Eu participei da compra da participação da Barra Energia em Carcará e analisei mais de 50 negócios na época, para a montagem do portfólio da Barra Energia, e selecionamos Carcará e Atlanta dentre muitos outros ativos. O projeto, por ser de razoável porte, foi dividido com a Queiroz Galvão, concomitantemente. Então conheço bem Carcará. Sei o que estou dizendo. Lembro de todos os dados dessa área na minha cabeça, porque na época fui um dos que fez o mapeamento para as análises volumétricas e econômicas da área, do bloco e do portfólio.
E quando trabalhei na Petrobrás eu também elaborava os mapas usados para as cubagens de volumes, então já é uma área de conhecimento antiga para mim. Não comecei nisso agora. Fiz muitos mapas deste tipo para a Petrobrás, tanto para o mar, quanto para terra.

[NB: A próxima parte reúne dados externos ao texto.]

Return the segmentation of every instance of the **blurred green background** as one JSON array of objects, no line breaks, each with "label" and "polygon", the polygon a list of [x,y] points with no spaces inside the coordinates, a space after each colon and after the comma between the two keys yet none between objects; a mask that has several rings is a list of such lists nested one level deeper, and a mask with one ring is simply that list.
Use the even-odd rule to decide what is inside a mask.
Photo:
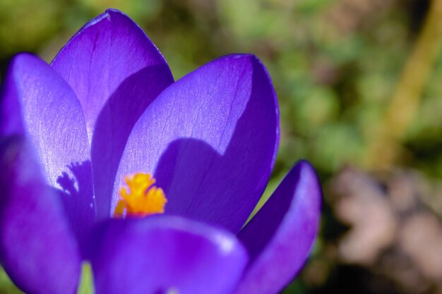
[{"label": "blurred green background", "polygon": [[[0,68],[23,51],[50,61],[108,7],[145,30],[175,79],[221,55],[257,55],[281,112],[264,198],[299,158],[324,186],[321,235],[284,293],[441,293],[441,2],[1,0]],[[0,293],[17,293],[4,273]]]}]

Qual seria o custo e o trabalho real de adequar as necessidades dos equipamentos de acordo com as variações de pressão?
É um cálculo difícil, que deve ser feito junto com especialistas de diferentes áreas de conhecimento. Então eu não teria como estimar exatamente. Mas com certeza o valor total que ainda precisaria ser investido pela Petrobrás em Carcará é menor do que os US$ 10 bilhões estimados pelo Parente. Provavelmente cerca de 30% a 40% a menos do que isso, face às características favoráveis da acumulação em termos de energia adicional nos seus reservatórios.
Ao que atribui a posição de Parente neste caso, já que essas evidências certamente estão à disposição dele na Petrobrás?

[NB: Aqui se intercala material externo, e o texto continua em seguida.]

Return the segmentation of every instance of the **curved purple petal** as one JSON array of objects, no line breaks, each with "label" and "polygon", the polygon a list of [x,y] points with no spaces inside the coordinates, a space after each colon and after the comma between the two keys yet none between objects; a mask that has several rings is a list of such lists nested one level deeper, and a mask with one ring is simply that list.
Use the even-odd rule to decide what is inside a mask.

Acredito que ele e o governo queiram que tenham concorrentes fortes no Brasil para competir com Petrobrás, mas não podem fazer isso à custa do dinheiro dela e dos seus acionistas. Onde já se viu um gestor estimular o concorrente? Além disso, petróleo não é uma mina de ferro, não é laranja, nem uma simples commodity. É energia. A Petrobrás é uma empresa estratégica e o único controle do Estado sobre a energia que o País detém. Não se pode passar isso para empresas sem regulação forte e a preço de banana. Estão doando dinheiro do País, dos acionistas majoritários e minoritários. Hoje, a participação dos estrangeiros nas ações preferenciais da Petrobrás já responde por 30%. Então essas vendas a esses preços prejudicam o governo (51%), os brasileiros minoritários (19%) e os estrangeiros minoritários (30%), principalmente os fundos de energia dos Estados Unidos, como o Black Rock, que já dispõe de 5% das ações preferenciais da Petrobrás, que, quanto mais aviltada pelos próprios gestores, mais é comprada pelos investidores de fora.
Eu não sou contra a licitação de ativos. Não acho também que deva ser tudo do Estado. Ganho a vida hoje fazendo consultorias na área e quanto maior a quantidade de negócios ocorrendo, melhor será para mim – pelo menos potencialmente. Mas os asset’s não podem ser vendidos a preço de banana como vem ocorrendo. Eles poderiam vender, por exemplo, cerca de 20% de Carcará em troca do compromisso de perfuração dos poços de delimitação, produção e das facilidades de produção, com valores até mesmo condicionados aos resultados expectados versus os constatados. Ou seja, a empresa ia continuar majoritária, sem ter que gastar dinheiro nestas etapas, e manteria um ativo muito valorizado depois, a julgar pelos resultados atuais. E todo mundo ia querer comprar. Eu mesmo recomendaria para qualquer comprador, face ao potencial que tem. Poderia inclusive fazer condicionado aos resultados dos poços, repito. Havia muitas alternativas melhores.